Businesses in California don’t have keep a running tally of paid time off or vacation hours accrued on worker paychecks or wage statements, according to a new state appeals court ruling.
In Soto v. Motel 6 Operating, L.P., plaintiff alleged employer violated California Labor Code section 226, subdivision (a), by not including the monetary amount of vacation pay/ PTO on employees’ wage statements. A three-judge panel for California’s Fourth Appellate District disagreed, affirming the lower court’s ruling in favor of the company after it was sued by a former worker in 2015.

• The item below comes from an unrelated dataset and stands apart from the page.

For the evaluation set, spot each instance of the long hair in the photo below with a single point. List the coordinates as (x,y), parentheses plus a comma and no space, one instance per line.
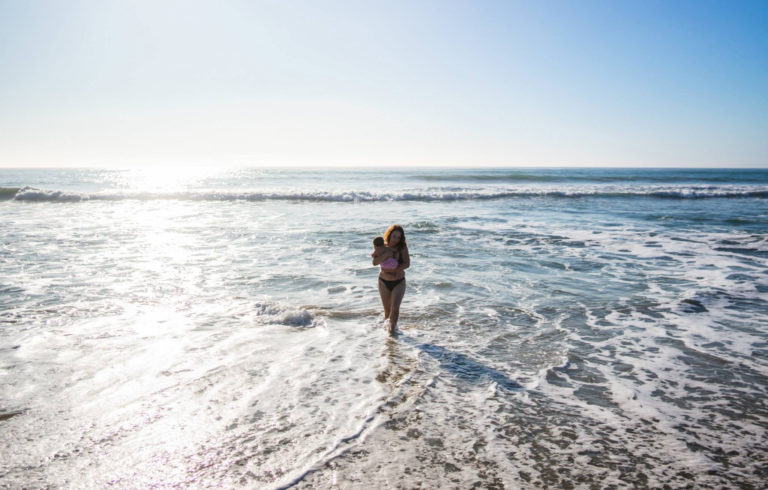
(389,231)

Plaintiff worked for the hotel chain for almost three years, from 2012 to 2015. A few months after she left the company, she brought a representative Private Attorney General Act of 2004 (PAGA) action for a violation of the aforementioned statute. The law says, in part, that every employer shall on a semimonthly basis at the time of payment of wages give each employee an accurate, itemized statement that shows in writing:
- Gross wages earned;
- Total hours worked (except those based on salary who are exempt from overtime);
- Number of piece-rate units earned;
- All deductions;
- Net wages earned;
- Inclusive dates of the period for which employee is paid;
- The name of employee and last four digits of his/her social security number with wage statements that set forth “all vacation and PTO wages accrued during the applicable pay period.”